An iteration loop refers to automatically repeating a process. It is mainly used in situations where repetitive tasks need to be performed automatically. Compared to manually executing repetitive tasks, iteration loops can greatly save the time and effort required to perform tasks. Iteration loops are divided into two modes: pairing loop and nested loop. The default mode is pairing loop.

• Pairing loop: It means performing one-to-one matching for each data in the collection data in order. Note that when the numbers of elements are m and n respectively, the number of executions is the minimum of m and n. That is, when m > n, the loop will only execute n times.
• Nested loop: It means performing cross-loop matching for each data in the collection data.

Feature Description

1. Connect the collection dataset to a single-value input.

2. Right-click the tool node - Iteration Mode - pairing loop/nested loop.

3. Note that the iteration loop is only meaningful when used in multiple loops.

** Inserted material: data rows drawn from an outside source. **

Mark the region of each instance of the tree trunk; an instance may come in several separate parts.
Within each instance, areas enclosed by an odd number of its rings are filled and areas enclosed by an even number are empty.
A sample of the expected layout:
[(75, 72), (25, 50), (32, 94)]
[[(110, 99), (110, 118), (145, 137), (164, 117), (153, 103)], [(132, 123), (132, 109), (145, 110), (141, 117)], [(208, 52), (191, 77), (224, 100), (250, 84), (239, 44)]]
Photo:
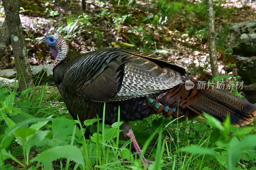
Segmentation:
[(208, 38), (208, 47), (210, 57), (211, 68), (212, 78), (219, 76), (217, 55), (215, 47), (216, 33), (214, 31), (214, 14), (212, 0), (206, 0), (207, 9), (208, 26), (207, 36)]
[(17, 75), (20, 78), (19, 87), (22, 90), (33, 87), (34, 83), (28, 58), (25, 45), (24, 35), (19, 12), (17, 0), (2, 0), (5, 12), (5, 20), (9, 30), (15, 60)]
[(84, 12), (85, 12), (86, 10), (86, 4), (85, 0), (82, 0), (82, 10)]
[(4, 54), (4, 51), (6, 46), (8, 44), (9, 39), (9, 31), (8, 30), (6, 20), (5, 20), (0, 30), (0, 59)]

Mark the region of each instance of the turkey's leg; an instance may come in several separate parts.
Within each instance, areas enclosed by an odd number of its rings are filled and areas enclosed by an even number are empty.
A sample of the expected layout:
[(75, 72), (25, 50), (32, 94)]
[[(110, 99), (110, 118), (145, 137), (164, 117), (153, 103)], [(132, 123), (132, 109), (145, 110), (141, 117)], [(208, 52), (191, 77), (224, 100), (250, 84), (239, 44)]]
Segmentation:
[[(140, 159), (141, 157), (141, 153), (142, 151), (140, 148), (139, 144), (138, 144), (137, 141), (136, 140), (135, 136), (134, 136), (133, 132), (132, 129), (131, 125), (128, 122), (124, 122), (120, 126), (120, 129), (124, 130), (122, 132), (125, 137), (127, 137), (130, 139), (132, 139), (132, 145), (133, 145), (135, 148), (136, 152), (138, 153), (139, 158)], [(149, 164), (154, 162), (154, 161), (148, 160), (145, 158), (144, 156), (143, 156), (142, 163), (145, 163), (146, 166), (149, 166)]]

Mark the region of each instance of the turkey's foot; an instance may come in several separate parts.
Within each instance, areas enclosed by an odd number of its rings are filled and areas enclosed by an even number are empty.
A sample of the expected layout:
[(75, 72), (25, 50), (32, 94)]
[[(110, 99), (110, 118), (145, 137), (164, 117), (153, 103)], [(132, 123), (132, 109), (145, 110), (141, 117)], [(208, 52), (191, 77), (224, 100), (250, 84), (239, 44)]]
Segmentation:
[[(135, 148), (136, 152), (137, 153), (139, 158), (141, 158), (141, 152), (142, 151), (140, 149), (139, 144), (137, 142), (137, 141), (135, 138), (135, 136), (133, 133), (133, 132), (132, 129), (130, 124), (128, 122), (124, 123), (120, 126), (121, 129), (124, 130), (123, 131), (124, 136), (128, 137), (130, 139), (132, 139), (132, 143)], [(142, 164), (145, 164), (146, 166), (148, 166), (150, 164), (155, 162), (154, 161), (149, 161), (147, 160), (144, 156), (142, 156), (141, 163)]]

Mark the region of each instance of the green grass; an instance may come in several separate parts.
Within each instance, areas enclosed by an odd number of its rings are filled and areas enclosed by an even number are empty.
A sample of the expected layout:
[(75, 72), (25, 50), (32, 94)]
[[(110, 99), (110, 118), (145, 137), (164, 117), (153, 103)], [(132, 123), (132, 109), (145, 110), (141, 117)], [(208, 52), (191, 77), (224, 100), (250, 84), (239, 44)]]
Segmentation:
[[(145, 169), (131, 140), (119, 140), (120, 118), (112, 126), (96, 118), (82, 127), (67, 113), (58, 93), (46, 85), (20, 92), (0, 89), (2, 169), (15, 169), (12, 165), (29, 169)], [(155, 162), (148, 169), (255, 168), (255, 127), (239, 129), (230, 125), (229, 118), (222, 124), (205, 116), (208, 121), (179, 122), (152, 115), (130, 122), (142, 154)], [(86, 130), (90, 137), (85, 137)]]

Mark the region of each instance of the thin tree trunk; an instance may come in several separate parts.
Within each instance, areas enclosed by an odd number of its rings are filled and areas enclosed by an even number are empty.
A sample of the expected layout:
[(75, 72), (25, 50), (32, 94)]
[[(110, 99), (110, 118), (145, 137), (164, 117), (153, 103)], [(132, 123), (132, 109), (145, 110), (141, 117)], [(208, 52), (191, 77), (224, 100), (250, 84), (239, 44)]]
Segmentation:
[(3, 23), (2, 28), (0, 30), (0, 59), (2, 58), (4, 54), (4, 51), (8, 44), (10, 37), (8, 27), (5, 20)]
[(19, 87), (22, 89), (26, 89), (29, 86), (33, 86), (34, 83), (19, 14), (19, 2), (17, 0), (2, 0), (2, 1), (17, 74), (21, 76)]
[(208, 38), (208, 47), (209, 48), (209, 55), (210, 57), (210, 63), (212, 70), (212, 78), (219, 76), (218, 64), (217, 63), (217, 55), (216, 48), (215, 47), (215, 37), (216, 33), (214, 31), (214, 14), (212, 0), (206, 0), (206, 9), (207, 11), (208, 26), (207, 35)]
[(86, 10), (86, 4), (85, 0), (82, 0), (82, 10), (84, 12)]

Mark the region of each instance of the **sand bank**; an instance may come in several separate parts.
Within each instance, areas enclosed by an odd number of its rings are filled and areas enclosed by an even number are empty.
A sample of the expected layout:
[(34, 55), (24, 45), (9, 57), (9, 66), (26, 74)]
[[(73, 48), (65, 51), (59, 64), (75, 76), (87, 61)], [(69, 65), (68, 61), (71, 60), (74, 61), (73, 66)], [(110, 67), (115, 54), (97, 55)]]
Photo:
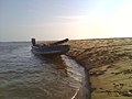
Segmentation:
[(132, 38), (69, 41), (68, 56), (86, 67), (91, 99), (132, 99)]

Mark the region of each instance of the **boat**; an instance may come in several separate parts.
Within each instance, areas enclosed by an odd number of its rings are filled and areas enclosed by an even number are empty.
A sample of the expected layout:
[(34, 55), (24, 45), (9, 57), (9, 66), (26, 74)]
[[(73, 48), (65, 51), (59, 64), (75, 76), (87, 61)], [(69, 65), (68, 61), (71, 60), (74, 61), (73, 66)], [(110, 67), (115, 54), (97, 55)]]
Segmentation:
[(36, 55), (62, 55), (70, 50), (70, 45), (62, 45), (67, 42), (68, 38), (58, 41), (52, 44), (36, 44), (35, 38), (32, 38), (32, 52)]

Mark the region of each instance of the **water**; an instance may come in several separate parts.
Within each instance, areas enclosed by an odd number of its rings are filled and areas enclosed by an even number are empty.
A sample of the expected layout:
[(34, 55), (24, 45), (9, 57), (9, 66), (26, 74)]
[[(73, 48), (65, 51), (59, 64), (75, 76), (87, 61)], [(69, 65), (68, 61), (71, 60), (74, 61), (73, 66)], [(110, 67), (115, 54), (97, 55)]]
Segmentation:
[(84, 96), (84, 78), (65, 55), (41, 57), (30, 43), (0, 43), (0, 99), (74, 99)]

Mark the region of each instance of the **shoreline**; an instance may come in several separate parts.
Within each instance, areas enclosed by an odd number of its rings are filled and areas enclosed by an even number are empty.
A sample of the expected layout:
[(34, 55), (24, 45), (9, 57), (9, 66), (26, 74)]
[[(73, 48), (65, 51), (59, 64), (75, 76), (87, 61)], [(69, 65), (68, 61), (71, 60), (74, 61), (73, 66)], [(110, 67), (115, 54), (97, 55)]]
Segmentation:
[(66, 55), (87, 70), (89, 99), (132, 97), (131, 37), (72, 40), (67, 44), (72, 50)]

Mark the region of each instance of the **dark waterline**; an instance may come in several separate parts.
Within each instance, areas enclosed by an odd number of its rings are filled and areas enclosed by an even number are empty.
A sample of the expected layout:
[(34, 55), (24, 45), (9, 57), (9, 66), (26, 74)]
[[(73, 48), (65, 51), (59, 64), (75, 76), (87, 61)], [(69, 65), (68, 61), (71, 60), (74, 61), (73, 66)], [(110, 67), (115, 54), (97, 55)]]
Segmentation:
[(0, 43), (0, 99), (74, 99), (84, 76), (67, 56), (35, 56), (28, 42)]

4. The iteration loop is only meaningful when used with a single-value input; otherwise, the correct iteration result cannot be obtained.

Use Case 1: Batch Processing of Iterate Datasets

When the number of datasets in the data source is very large, iterate datasets can be used for batch processing of data. When performing iteration loops on iterate datasets, the iteration mode can be selected according to the actual situation to achieve iterative batch processing.

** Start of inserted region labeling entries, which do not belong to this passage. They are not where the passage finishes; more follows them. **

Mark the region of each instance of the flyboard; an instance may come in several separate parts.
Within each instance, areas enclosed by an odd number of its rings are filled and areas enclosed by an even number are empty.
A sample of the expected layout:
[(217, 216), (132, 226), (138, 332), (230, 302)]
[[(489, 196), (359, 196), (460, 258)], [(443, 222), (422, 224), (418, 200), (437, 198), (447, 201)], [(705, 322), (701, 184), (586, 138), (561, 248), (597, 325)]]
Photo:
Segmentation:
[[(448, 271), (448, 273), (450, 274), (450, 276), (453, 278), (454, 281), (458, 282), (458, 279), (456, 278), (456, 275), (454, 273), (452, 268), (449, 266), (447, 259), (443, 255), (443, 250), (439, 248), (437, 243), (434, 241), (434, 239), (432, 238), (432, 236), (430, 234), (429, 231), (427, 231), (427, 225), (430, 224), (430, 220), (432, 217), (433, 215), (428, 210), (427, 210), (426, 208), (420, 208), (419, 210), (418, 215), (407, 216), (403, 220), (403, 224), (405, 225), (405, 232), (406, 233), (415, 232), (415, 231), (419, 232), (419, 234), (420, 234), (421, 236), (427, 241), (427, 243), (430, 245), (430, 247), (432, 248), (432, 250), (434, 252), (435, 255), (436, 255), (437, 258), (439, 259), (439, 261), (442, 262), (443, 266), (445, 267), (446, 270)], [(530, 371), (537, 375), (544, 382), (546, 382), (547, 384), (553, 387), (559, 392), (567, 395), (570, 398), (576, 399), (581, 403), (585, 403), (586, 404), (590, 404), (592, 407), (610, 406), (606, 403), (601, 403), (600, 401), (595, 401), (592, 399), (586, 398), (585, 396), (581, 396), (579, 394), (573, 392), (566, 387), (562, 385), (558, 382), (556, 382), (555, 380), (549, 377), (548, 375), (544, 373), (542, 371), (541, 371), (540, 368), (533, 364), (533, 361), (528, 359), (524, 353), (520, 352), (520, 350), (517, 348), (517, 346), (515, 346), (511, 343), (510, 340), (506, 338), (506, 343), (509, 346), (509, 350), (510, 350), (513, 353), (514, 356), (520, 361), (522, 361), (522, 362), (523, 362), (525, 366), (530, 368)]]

In the model below, buffer analysis needs to be performed on iterate datasets. When two iterate datasets are connected to the buffer analysis tool node, the iteration mode can be selected, and then the model can perform pairing loop or nested loop on the two iterate datasets during runtime.

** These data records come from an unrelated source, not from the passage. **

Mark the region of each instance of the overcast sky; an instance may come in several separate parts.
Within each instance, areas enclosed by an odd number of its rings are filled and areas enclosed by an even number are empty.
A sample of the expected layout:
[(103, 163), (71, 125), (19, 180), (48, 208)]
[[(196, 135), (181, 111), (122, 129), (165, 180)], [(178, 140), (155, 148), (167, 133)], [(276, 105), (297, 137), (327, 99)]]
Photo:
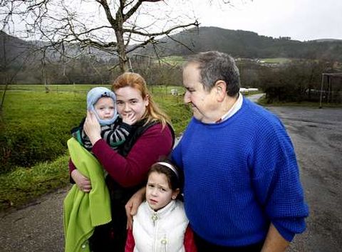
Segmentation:
[(342, 0), (233, 0), (234, 6), (211, 7), (203, 4), (206, 1), (192, 1), (203, 26), (301, 41), (342, 39)]

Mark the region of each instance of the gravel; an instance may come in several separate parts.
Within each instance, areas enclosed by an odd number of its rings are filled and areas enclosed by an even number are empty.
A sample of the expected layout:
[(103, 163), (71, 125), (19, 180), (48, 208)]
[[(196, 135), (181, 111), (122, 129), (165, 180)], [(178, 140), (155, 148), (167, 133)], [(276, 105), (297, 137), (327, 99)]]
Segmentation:
[[(307, 230), (295, 237), (288, 251), (341, 251), (342, 109), (267, 108), (279, 115), (291, 137), (310, 208)], [(63, 199), (69, 189), (0, 213), (0, 251), (63, 251)]]

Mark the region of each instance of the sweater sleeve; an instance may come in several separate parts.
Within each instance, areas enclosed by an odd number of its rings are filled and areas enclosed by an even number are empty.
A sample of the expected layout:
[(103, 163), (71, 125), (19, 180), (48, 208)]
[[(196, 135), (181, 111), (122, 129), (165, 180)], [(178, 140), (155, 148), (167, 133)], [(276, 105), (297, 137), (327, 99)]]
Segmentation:
[(129, 229), (127, 231), (126, 245), (125, 246), (125, 252), (133, 252), (135, 246), (135, 241), (134, 241), (133, 231)]
[(187, 225), (184, 235), (184, 248), (185, 249), (185, 252), (197, 251), (196, 244), (195, 243), (194, 232), (192, 232), (192, 229), (191, 229), (190, 225)]
[(270, 221), (291, 241), (305, 230), (309, 209), (289, 135), (282, 127), (266, 131), (259, 132), (259, 147), (254, 148), (252, 183)]
[(93, 145), (93, 153), (115, 181), (128, 187), (141, 183), (150, 166), (161, 156), (167, 156), (172, 147), (171, 130), (157, 124), (138, 139), (127, 157), (113, 150), (102, 139)]

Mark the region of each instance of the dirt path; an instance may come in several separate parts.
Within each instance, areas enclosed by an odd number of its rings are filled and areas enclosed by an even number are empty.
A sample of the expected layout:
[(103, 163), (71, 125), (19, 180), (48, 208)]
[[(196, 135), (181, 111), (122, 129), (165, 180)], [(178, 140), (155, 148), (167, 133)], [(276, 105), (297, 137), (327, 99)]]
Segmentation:
[[(342, 109), (269, 107), (296, 148), (306, 201), (308, 229), (289, 251), (335, 252), (342, 247)], [(0, 214), (0, 251), (63, 251), (62, 202), (68, 188), (30, 206)]]

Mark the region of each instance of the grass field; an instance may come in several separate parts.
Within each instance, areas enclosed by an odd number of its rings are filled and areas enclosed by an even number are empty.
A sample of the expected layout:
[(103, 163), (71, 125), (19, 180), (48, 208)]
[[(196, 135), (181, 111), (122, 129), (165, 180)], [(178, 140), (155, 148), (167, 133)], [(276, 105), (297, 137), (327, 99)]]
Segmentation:
[(260, 62), (268, 64), (281, 64), (286, 63), (291, 61), (291, 58), (261, 58)]
[[(46, 93), (40, 85), (9, 86), (1, 115), (0, 165), (15, 152), (22, 155), (19, 160), (22, 165), (11, 167), (6, 172), (0, 171), (0, 210), (21, 206), (69, 183), (66, 140), (70, 130), (86, 115), (86, 92), (93, 87), (51, 85)], [(192, 112), (183, 104), (182, 96), (172, 95), (171, 89), (184, 93), (182, 87), (174, 86), (153, 86), (150, 93), (170, 117), (177, 135), (184, 130)], [(0, 90), (1, 98), (3, 93)], [(30, 159), (34, 157), (46, 161), (26, 165), (33, 162)]]

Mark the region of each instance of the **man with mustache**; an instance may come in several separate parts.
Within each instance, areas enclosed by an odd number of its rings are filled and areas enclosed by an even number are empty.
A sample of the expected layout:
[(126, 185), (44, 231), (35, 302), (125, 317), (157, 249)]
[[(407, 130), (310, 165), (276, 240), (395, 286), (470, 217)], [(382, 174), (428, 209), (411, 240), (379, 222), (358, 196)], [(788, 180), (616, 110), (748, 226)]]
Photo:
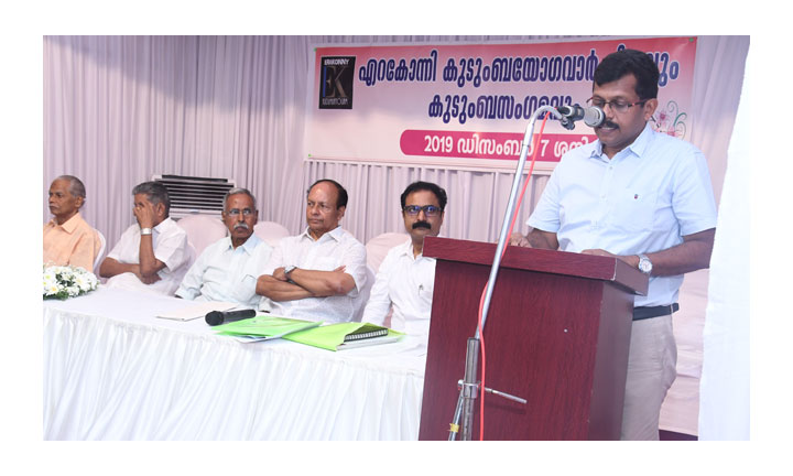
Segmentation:
[(229, 236), (204, 249), (182, 280), (176, 296), (256, 307), (259, 270), (272, 252), (272, 247), (253, 234), (259, 220), (256, 197), (247, 188), (231, 188), (224, 196), (221, 216)]
[(347, 191), (322, 178), (308, 187), (307, 227), (285, 237), (270, 256), (257, 282), (259, 309), (274, 315), (338, 323), (360, 310), (367, 281), (366, 248), (339, 226)]
[(598, 140), (567, 152), (512, 245), (618, 258), (650, 277), (636, 296), (622, 440), (658, 440), (659, 413), (675, 379), (672, 313), (683, 274), (708, 268), (716, 204), (703, 153), (655, 132), (659, 69), (636, 50), (606, 56), (591, 106), (606, 121)]
[(50, 185), (48, 204), (54, 217), (44, 225), (44, 264), (72, 264), (94, 271), (101, 242), (79, 214), (85, 196), (85, 185), (73, 175), (61, 175)]
[(437, 236), (446, 208), (446, 191), (434, 183), (414, 182), (400, 196), (402, 219), (410, 239), (391, 248), (380, 264), (362, 322), (383, 325), (409, 335), (430, 335), (435, 259), (422, 255), (424, 238)]

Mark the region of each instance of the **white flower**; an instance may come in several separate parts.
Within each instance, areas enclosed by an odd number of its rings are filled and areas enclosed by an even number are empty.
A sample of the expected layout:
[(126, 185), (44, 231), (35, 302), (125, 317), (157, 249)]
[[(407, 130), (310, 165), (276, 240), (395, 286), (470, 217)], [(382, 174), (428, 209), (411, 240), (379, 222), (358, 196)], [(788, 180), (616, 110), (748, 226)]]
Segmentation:
[(74, 298), (97, 288), (94, 273), (76, 267), (45, 267), (43, 275), (44, 298)]

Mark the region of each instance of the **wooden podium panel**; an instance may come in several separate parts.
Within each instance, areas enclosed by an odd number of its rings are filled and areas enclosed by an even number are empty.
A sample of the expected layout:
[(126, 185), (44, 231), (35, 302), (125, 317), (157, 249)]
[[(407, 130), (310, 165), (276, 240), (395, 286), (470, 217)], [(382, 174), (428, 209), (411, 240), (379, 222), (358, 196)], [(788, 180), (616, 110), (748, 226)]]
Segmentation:
[[(448, 437), (495, 251), (493, 244), (424, 242), (437, 264), (420, 440)], [(647, 285), (617, 259), (508, 247), (484, 331), (485, 385), (528, 403), (486, 394), (485, 439), (618, 440), (633, 293)]]

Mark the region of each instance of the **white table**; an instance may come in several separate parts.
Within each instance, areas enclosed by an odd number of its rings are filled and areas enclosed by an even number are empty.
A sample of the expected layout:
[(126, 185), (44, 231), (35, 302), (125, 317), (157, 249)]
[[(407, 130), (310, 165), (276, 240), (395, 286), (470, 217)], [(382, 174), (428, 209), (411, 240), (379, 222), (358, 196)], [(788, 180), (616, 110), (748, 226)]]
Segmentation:
[(101, 288), (44, 302), (45, 440), (416, 440), (425, 344), (243, 344), (188, 301)]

Use Case 2: Batch Processing of Collection Variables

Variables support creating collection data and can batch set multiple data. At the same time, collection variables support selecting data across data sources. By using iteration loops, batch processing can be achieved. For example, performing buffer analysis on three data in a certain area, the specific steps are as follows:

1. Create a collection variable: Click the "GPA" tab, select the "Variable" group, and the drop-down menu will display a list of all data types that can be used in the model. Double-click the variable of vector dataset type, check the collection option, then you can add three vector datasets via the "Add" button in the properties panel. Next, create an integer variable and add buffer distances, setting three distances: 50, 100, and 150. Construct the following model on the canvas:

   

2. Select the Buffer tool node, and you can choose pairing or nested loop via the context menu. The differences between the two loop modes are as follows:

   • Pairing loop. As shown in the figure below, according to the data correspondence, Dataset A corresponds to distance 50; Dataset B corresponds to distance 100; Dataset C corresponds to distance 150, and buffer analysis is performed separately, ultimately obtaining three results.

     

   • Nested loop. As shown in the figure below, Dataset A is analyzed three times according to distances 50, 100, and 150; similarly, Dataset B and Dataset C are also analyzed according to the three distances respectively, ultimately obtaining nine results.

     

Use Case 3: Batch Processing of Datasets

When batch processing source data, sometimes only one result dataset needs to be output. For example, mass delete the UserID and POP_1994 fields in the World dataset, and then erase the Worldpart dataset from the World data.

According to the principle of nested loop, since two values are filled in the Field_Collection, the Erase will be executed twice, generating two result datasets: result_erase and result_erase_1. These two datasets are the same, so by default, the calculate result is intelligently deduplicated, ultimately obtaining one result dataset result_erase, avoiding resource waste.